A PhantomJS plugin for gulp. This plugin read the source from gulp.src as a script of PhantomJS, and record the output into the through object. So you can execute and convert multiple scripts into the texts. It's handy for testing or scraping webpages.

Install

brew install phantomjs
npm install gulp-phantom --save-dev

Usage

var gulp = require("gulp");
var phantom = require("gulp-phantom");

gulp.task('phantom', function(){
  gulp.src("./phantom/*.js")
    .pipe(phantom({
      ext: 'json'
    }))
    .pipe(gulp.dest("./data/"));
});

or write it in CoffeeScript. When using Coffee in PhantomJS, coffee() needed.

gulp = require 'gulp'
coffee = require 'gulp-coffee'
phantom = require 'phantom'

gulp.task 'phantom', ->
  gulp.src './phantom/*.coffee'
  .pipe coffee()
  .pipe phantom ext:'.json'
  .pipe gulp.dest './data/'

Example PhantomJS Script

The script like below can get the JSON from the table on the website.

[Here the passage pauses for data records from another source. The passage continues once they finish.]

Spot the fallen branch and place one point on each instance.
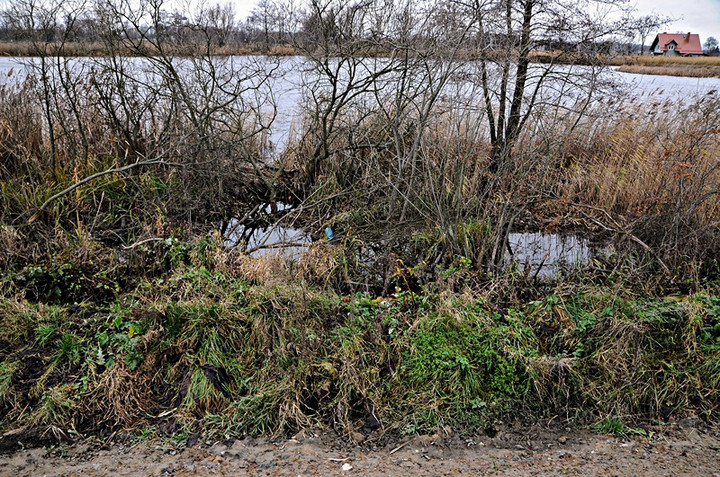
(95, 176)
(618, 229)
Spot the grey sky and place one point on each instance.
(695, 16)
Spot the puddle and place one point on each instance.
(546, 254)
(287, 242)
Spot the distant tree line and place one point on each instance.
(284, 23)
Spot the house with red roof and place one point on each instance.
(676, 44)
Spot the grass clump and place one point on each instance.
(205, 348)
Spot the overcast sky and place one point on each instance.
(695, 16)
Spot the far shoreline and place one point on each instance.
(692, 67)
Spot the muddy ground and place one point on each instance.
(672, 450)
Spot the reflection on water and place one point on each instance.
(287, 242)
(546, 254)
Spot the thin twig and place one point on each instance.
(95, 176)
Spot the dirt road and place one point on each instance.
(675, 452)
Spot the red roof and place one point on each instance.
(687, 43)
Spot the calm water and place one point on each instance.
(284, 92)
(544, 254)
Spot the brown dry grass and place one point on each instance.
(696, 67)
(694, 71)
(658, 178)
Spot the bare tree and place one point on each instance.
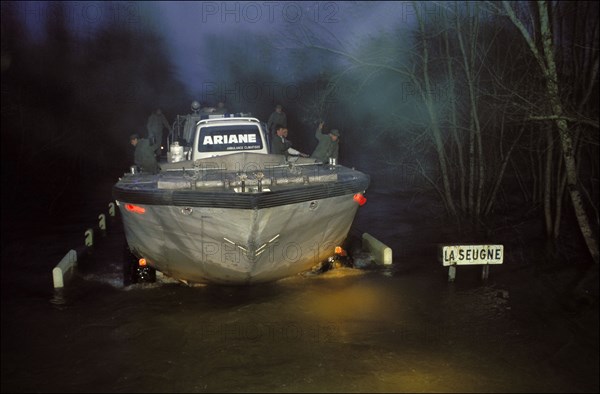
(544, 53)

page = (require 'webpage').create()

page.open "http://examplesite.com/", ->
  result = page.evaluate ->
    for row in $('table#ex > tbody').children()
      for cell in $(row).children()
        $(cell).text()
  console.log JSON.stringify result
  phantom.exit()

Example Dir Structure

  • /
    • data/
      • schedule-table.json (generated)
    • phantom/
      • schedule-table.coffee
    • gulpfile.js
    • package.json

Options

You can change the extension easily by ext option.

  • ext: '.txt'
  • trim: false Trim newline at the end of file: true or false (default)

Other options are the same as what's supported by phantomjs.

  • cookiesFile: <val> Sets the file name to store the persistent cookies
  • config: <val> Specifies JSON-formatted configuration file
  • debug: <val> Prints additional warning and debug message: 'true' or 'false' (default)
  • diskCache: <val> Enables disk cache: 'true' or 'false' (default)
  • ignoreSslErrors: <val> Ignores SSL errors (expired/self-signed certificate errors): 'true' or 'false' (default)
  • loadImages: <val> Loads all inlined images: 'true' (default) or 'false'
  • localStoragePath: <val> Specifies the location for offline local storage
  • localStorageQuota: <val> Sets the maximum size of the offline local storage (in KB)
  • localToRemoteUrlAccess: <val> Allows local content to access remote URL: 'true' or 'false' (default)
  • maxDiskCacheSize: <val> Limits the size of the disk cache (in KB)
  • outputEncoding: <val> Sets the encoding for the terminal output, default is 'utf8'
  • remoteDebuggerPort: <val> Starts the script in a debug harness and listens on the specified port
  • remoteDebuggerAutorun: <val> Runs the script in the debugger immediately: 'true' or 'false' (default)
  • proxy: <val> Sets the proxy server, e.g. '--proxy=http://proxy.company.com:8080'
  • proxyAuth: <val> Provides authentication information for the proxy, e.g. ''-proxy-auth=username:password'
  • proxyType: <val> Specifies the proxy type, 'http' (default), 'none' (disable completely), or 'socks5'
  • scriptEncoding: <val> Sets the encoding used for the starting script, default is 'utf8'
  • webSecurity: <val> Enables web security, 'true' (default) or 'false'
  • sslProtocol: <val> Sets the SSL protocol (supported protocols: 'SSLv3' (default), 'SSLv2', 'TLSv1', 'any')
  • sslCertificatesPath: <val> Sets the location for custom CA certificates (if none set, uses system default)
  • help Shows this message and quits
  • version Prints out PhantomJS version

Related

  • node-phantom is another approach for PhantomJS. You can send commands from Node to PhantomJS via sockets.
  • gulp-spawn is recommended plugin for calling shell from gulp. But it needs some tricks to use with PhantomJS.